I didn't read a book, or do some knitting, or fill out a crossword, or write in my journal. I just sat with my cup of tea and my two dogs by my side. I watched the fire instead of the boob tube. (Young people: this is an old-fashioned term for the television.) I sat there for an entire hour.
And miracle of miracles, I began to feel better. Sure my muscles still feel like I've been beaten with a two-by-four, and my headache isn't totally gone, and my uterus aches, but my spirit somehow has revived. Maybe it was the beauty of the flickering flames. Maybe it was the peace and quiet. Maybe it was giving myself permission to do absolutely nothing. Maybe it was the gingersnaps???
Whatever the reason, the tea or the fire, my heart grew three times it's regular size. And once my heart wasn't feeling quite so tight, I hopped right up to write this blog.
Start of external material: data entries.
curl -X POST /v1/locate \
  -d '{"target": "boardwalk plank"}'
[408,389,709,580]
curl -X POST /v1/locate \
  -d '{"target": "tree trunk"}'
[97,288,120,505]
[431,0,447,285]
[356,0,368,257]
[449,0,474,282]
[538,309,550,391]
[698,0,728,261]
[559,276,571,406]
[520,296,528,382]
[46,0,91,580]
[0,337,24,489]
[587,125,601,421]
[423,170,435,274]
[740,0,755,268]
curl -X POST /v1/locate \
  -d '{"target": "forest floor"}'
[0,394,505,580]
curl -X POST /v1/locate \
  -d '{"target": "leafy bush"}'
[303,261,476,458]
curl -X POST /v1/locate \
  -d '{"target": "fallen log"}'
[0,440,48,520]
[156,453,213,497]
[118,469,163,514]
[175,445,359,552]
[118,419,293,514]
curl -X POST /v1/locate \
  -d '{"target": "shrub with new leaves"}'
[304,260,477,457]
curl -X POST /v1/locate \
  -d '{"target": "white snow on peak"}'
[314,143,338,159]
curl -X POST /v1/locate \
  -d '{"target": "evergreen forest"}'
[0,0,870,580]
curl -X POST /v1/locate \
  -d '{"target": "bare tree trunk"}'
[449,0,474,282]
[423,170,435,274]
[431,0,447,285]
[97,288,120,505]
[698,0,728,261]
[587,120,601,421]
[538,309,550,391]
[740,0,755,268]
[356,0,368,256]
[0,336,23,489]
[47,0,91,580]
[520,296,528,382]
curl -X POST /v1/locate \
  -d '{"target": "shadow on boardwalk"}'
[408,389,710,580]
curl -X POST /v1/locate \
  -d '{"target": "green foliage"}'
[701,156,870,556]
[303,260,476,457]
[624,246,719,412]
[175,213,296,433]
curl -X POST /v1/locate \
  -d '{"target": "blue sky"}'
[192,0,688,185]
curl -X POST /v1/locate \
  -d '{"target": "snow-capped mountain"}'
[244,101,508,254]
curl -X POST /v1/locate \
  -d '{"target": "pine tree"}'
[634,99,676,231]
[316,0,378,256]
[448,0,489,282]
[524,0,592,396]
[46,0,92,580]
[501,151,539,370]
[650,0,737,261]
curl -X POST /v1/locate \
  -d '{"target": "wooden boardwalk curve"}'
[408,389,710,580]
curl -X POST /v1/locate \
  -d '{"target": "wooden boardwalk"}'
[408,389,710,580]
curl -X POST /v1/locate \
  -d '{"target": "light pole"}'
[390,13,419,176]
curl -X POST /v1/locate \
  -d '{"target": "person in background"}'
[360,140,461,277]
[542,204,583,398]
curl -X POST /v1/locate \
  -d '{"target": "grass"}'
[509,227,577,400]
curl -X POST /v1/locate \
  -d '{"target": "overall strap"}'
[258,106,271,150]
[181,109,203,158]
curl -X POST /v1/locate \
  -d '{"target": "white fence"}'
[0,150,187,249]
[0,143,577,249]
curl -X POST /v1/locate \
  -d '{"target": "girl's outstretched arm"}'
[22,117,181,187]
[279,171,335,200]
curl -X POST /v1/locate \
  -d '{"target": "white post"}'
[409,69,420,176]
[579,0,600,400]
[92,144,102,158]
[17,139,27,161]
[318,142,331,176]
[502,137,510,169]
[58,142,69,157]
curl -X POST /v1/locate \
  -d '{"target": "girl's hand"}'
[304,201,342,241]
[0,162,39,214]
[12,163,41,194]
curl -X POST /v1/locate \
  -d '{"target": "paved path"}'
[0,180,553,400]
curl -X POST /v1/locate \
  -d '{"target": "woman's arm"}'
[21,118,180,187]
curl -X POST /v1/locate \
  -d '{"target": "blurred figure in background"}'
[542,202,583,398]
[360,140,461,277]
If you're having a bit of a rough patch, and the holiday season isn't filling you with festive and joyous cheer, maybe you need to take a break. Grab yourself a cup of tea (or hot chocolate or mocha latte) then sit down. Put your feet up. Close your eyes or watch the fire. Let go of all the hustle and bustle around you. You are not a Grinch! You just need to recharge your batteries.
Hit PAUSE and give yourself a time out. Join us again when you're ready!